Consultation

Like always, I am falling asleep on the train — lulled to a place where the squeaking of the train on the tracks becomes a mother’s arms, the sparks flying, burning, metal scraping metal. Today I am sitting next to a woman who has spread her legs too far, pushing me against the metal rail in some misplaced retaliation against all of the men who take up too much space on the morning commute.

And then, something familiar. I see it. I always see it on the train, but only in the mornings on the F or the A train. A small flyer, maybe the size of a post card, jammed in between an advertisement for a mattress and chipped, smudged plastic. It’s white today but sometimes pink, and in big, black letters reads: KEANO, SPIRITUAL CONSULTANT.

I always found the word “consultant” to be somewhat strange next to “spiritual.” But still, I want to call. It’s a Brooklyn area code, so I know they’re local. And the flyer promises that the moon and the stars could be mine.

I’ve done some preliminary research on Keano, but nothing comes up: no address, no reviews. I can only find pictures of the flyer itself. Why are these ads seemingly everywhere, but no one is speaking of it?

The other day, while struggling to keep my eyes open on a Manhattan-bound F train, I began to have what I would deem a lucid daydream. I was fully aware that it was a dream; however, it felt so real and so terribly unsettling.

My eyes are fixated on the flyer and I memorize its words and repeat them back to myself over and over. Keano promises that the moon and stars could be mine. Suddenly, I am outside and it’s raining. Not the downpour-type rain, but it’s misting and the fog is so thick I can barely see in front of me.
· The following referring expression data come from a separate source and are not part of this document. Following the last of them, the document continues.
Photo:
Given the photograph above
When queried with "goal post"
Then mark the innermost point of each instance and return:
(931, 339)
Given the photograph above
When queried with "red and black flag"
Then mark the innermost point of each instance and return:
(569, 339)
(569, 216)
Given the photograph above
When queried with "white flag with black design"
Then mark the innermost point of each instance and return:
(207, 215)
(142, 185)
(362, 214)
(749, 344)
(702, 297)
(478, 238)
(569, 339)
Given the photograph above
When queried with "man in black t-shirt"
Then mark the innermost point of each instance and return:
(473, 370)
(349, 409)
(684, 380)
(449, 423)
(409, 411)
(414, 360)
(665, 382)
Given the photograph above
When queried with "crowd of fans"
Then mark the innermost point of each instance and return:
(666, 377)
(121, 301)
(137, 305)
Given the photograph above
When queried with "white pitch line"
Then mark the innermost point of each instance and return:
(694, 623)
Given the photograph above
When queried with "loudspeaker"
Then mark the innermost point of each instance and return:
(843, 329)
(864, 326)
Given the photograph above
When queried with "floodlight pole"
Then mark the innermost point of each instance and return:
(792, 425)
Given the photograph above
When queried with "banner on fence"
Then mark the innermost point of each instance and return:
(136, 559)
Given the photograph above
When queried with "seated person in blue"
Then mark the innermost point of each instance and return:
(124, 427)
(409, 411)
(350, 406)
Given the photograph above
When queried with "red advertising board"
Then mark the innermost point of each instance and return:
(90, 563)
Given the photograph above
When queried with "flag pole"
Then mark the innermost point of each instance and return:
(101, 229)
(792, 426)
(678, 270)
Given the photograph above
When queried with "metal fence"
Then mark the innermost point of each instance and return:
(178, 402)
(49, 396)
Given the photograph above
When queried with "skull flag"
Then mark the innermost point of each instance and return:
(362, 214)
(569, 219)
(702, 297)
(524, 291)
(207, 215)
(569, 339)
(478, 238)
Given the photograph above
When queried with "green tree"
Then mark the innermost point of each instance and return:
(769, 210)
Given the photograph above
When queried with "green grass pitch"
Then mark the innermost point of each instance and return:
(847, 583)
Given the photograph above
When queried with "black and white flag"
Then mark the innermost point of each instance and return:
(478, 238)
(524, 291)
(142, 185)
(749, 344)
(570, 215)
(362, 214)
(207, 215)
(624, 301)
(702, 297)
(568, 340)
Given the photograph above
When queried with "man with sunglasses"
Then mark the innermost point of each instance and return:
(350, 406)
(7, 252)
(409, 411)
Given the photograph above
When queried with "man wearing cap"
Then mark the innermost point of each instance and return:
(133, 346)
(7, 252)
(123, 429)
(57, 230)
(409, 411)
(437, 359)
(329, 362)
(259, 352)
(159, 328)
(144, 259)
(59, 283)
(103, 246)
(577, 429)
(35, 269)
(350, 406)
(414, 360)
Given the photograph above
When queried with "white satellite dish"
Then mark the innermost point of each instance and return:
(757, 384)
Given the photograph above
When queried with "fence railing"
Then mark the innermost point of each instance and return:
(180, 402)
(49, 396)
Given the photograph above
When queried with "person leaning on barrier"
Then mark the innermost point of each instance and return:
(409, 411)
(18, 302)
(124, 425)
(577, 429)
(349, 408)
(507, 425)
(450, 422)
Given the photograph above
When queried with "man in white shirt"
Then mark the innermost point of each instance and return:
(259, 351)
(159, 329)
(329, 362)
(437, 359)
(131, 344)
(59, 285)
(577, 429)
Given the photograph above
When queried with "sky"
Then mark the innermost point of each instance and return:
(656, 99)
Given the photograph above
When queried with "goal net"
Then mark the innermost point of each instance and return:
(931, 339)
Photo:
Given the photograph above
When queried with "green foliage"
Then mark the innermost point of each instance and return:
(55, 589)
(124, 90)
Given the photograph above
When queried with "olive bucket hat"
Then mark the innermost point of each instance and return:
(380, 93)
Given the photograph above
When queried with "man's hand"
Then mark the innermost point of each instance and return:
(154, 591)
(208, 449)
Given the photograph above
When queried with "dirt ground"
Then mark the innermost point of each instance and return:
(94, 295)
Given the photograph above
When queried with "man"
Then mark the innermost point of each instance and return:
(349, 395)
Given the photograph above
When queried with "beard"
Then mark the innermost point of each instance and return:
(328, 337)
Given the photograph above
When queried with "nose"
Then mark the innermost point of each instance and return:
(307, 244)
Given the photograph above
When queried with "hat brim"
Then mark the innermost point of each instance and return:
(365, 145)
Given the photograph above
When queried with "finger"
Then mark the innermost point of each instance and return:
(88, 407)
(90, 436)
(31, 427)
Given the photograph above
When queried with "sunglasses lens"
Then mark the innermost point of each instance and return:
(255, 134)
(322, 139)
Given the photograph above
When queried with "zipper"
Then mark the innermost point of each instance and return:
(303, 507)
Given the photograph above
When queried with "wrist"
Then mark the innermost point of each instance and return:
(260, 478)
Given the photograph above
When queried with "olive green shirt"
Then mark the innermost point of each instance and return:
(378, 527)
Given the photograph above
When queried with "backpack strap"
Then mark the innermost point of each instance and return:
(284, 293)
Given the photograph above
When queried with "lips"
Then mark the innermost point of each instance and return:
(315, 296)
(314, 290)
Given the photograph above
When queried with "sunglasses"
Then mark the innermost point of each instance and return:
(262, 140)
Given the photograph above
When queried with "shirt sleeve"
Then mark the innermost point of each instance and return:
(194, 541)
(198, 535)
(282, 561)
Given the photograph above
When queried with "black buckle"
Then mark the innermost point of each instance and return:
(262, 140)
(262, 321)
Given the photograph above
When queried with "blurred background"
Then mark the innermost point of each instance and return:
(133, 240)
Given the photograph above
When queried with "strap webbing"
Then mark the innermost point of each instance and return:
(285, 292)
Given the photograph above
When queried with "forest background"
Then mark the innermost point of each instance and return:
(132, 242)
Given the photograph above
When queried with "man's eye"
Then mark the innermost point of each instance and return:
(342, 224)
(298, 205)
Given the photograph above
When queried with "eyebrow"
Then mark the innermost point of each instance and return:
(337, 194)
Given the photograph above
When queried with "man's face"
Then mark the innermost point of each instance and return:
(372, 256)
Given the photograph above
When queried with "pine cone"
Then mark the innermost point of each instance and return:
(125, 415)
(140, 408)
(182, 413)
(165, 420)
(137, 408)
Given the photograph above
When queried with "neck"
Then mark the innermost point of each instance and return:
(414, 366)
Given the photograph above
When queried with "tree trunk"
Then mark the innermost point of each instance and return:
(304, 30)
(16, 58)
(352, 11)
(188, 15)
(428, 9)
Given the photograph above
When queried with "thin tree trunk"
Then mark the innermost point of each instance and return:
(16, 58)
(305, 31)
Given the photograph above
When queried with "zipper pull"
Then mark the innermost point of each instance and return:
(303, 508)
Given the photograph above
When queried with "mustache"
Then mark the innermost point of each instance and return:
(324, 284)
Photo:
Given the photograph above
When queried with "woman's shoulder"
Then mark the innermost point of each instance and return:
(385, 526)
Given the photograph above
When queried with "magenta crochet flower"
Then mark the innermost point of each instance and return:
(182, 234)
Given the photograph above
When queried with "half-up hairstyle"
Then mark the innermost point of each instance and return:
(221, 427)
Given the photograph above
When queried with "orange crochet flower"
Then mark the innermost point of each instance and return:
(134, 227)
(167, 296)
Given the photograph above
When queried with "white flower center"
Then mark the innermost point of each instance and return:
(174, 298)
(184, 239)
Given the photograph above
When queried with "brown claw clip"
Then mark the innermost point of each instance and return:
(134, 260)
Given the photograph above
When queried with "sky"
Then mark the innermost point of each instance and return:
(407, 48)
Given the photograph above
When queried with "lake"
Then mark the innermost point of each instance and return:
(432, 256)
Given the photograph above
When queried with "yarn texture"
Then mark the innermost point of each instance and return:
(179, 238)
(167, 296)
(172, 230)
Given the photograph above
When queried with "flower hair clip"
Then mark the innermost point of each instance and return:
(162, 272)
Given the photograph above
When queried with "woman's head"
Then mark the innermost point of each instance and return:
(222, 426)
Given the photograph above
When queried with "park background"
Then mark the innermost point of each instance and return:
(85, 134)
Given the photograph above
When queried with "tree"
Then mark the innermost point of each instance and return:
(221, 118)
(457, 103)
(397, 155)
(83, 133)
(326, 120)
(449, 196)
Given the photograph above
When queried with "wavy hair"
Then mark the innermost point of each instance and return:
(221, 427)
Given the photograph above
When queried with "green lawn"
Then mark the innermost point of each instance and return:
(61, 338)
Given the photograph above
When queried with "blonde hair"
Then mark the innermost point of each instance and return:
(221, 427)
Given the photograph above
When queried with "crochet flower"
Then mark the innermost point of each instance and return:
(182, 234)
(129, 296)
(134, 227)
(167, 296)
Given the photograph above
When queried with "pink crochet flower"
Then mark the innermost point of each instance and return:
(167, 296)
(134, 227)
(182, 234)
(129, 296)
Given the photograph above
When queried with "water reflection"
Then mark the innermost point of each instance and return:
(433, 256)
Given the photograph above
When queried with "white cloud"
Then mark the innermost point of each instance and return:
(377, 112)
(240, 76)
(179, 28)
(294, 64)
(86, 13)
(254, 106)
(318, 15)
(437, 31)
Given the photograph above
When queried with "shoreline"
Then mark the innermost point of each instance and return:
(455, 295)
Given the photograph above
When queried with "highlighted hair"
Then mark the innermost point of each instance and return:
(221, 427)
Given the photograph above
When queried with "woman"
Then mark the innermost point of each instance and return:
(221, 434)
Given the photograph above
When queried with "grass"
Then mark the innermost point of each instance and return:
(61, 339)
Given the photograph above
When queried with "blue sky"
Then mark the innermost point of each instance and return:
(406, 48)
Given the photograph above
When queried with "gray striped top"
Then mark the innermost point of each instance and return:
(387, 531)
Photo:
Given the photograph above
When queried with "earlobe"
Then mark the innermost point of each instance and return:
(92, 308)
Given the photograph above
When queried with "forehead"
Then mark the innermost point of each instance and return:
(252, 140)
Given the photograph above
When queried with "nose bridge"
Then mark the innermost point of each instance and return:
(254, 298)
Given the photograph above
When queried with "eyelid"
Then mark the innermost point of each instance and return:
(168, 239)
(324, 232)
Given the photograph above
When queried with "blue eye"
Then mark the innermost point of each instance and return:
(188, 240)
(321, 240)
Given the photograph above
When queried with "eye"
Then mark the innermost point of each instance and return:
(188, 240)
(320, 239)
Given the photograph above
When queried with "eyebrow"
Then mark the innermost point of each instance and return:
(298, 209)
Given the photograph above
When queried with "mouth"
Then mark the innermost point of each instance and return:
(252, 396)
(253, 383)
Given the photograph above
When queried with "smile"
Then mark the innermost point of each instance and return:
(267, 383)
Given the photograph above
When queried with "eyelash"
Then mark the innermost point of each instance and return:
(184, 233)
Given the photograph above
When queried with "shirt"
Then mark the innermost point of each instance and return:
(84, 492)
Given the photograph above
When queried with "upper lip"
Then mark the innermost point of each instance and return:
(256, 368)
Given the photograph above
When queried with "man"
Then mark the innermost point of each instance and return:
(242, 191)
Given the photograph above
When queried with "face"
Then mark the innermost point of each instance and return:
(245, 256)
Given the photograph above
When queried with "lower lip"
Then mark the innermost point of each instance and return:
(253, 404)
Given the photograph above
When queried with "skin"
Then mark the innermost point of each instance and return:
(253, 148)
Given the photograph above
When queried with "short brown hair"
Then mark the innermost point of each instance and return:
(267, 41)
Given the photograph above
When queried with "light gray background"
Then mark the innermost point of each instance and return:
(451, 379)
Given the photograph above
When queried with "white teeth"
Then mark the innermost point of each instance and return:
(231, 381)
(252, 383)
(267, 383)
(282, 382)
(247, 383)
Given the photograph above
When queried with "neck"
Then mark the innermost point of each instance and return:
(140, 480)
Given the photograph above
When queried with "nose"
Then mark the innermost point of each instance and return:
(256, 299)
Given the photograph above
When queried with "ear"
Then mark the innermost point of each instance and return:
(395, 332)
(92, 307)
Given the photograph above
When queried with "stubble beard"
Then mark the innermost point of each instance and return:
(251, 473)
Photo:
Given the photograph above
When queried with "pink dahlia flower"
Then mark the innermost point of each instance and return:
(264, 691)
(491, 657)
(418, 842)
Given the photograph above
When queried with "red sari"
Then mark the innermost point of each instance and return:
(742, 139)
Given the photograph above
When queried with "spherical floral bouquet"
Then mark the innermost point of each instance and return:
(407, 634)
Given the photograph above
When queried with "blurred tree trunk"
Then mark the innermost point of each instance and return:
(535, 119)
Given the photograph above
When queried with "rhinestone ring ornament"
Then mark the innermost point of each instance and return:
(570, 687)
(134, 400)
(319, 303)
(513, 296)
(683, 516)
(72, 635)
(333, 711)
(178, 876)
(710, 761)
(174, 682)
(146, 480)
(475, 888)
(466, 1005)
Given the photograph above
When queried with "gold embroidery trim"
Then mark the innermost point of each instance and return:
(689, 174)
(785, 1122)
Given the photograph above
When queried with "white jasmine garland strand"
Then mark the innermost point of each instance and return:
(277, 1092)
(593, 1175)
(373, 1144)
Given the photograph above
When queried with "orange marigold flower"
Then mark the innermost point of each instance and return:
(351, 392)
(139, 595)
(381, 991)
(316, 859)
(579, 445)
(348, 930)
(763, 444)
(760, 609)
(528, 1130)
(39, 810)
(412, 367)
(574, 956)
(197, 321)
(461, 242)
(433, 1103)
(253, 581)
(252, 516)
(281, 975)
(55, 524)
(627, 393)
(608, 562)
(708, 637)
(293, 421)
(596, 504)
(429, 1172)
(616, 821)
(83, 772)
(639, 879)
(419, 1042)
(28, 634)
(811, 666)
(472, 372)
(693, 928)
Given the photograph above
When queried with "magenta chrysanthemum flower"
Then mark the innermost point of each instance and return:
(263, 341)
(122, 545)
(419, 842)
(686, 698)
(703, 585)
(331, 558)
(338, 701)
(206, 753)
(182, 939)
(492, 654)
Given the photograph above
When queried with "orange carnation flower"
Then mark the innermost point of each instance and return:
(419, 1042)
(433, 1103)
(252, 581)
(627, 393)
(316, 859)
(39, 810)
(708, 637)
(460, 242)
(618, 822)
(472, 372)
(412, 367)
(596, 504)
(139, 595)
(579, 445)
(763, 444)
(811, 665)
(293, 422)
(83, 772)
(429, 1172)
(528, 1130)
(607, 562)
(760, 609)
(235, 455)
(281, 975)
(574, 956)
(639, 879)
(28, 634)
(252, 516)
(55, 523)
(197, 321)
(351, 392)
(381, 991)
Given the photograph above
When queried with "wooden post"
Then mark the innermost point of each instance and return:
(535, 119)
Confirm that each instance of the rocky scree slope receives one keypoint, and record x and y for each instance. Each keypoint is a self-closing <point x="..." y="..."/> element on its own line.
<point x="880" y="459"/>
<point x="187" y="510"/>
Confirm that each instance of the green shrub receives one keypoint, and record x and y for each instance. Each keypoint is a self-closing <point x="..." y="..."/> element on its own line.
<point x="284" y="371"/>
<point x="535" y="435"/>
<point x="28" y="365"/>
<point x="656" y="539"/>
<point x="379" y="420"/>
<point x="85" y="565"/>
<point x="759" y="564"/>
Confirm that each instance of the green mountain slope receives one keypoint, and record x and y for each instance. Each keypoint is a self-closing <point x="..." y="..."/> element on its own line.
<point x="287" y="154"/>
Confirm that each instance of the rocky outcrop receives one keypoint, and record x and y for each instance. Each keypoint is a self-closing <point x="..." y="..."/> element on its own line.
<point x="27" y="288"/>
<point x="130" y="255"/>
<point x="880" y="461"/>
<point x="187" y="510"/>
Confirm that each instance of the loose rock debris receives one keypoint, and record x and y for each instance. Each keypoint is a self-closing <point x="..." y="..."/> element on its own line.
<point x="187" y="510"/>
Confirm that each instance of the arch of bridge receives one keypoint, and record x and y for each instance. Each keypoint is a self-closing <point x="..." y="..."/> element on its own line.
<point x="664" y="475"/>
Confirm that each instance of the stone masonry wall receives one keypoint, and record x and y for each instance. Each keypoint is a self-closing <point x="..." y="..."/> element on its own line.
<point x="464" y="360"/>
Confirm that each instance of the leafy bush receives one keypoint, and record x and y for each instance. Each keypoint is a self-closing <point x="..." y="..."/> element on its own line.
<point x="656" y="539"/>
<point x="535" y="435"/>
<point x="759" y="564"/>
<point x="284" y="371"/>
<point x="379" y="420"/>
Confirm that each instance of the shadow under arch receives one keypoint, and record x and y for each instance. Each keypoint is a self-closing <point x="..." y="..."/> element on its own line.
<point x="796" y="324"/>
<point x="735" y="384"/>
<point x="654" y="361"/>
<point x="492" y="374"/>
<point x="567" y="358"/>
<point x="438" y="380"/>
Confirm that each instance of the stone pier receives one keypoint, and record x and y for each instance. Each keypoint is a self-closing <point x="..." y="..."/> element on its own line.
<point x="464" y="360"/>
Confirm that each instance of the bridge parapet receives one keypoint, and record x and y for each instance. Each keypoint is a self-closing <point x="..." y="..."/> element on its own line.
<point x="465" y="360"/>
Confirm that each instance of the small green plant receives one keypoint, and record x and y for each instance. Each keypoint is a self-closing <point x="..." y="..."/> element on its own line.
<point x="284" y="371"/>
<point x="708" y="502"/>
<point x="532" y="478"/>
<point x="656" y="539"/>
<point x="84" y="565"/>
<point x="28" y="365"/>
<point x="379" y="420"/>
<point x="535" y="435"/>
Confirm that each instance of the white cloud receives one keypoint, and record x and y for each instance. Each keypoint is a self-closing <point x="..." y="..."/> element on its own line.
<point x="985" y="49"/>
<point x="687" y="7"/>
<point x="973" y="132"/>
It reminds me of the Pacific Northwest, save for the scenery, which is most clearly Midtown Manhattan.

Suddenly, it’s night, and I’m walking — not aimlessly, but with purpose — and I’m not sure where I’m going. The women on the train elbows me. There is a man cackling in the corner. A baby is crying. A dog in a canvas bag moans.

The nighttime scene is playing through my head, although I am fully aware I am on the train. Next stop 34 St – Penn Station. My stop.

In the scene, I am still walking with speed through what now appears to be a dystopian Midtown. There are less and less people on the streets as I make my way to Times Square. And then, I see the flyer, which is not a flyer anymore, but a billboard and it’s huge and there are people gathered around it, looking upwards, admiring. I now realize that’s where everyone went.

The train halts at Penn Station, jerking me out of my daydream. I eye the flyer warily and decide not to call.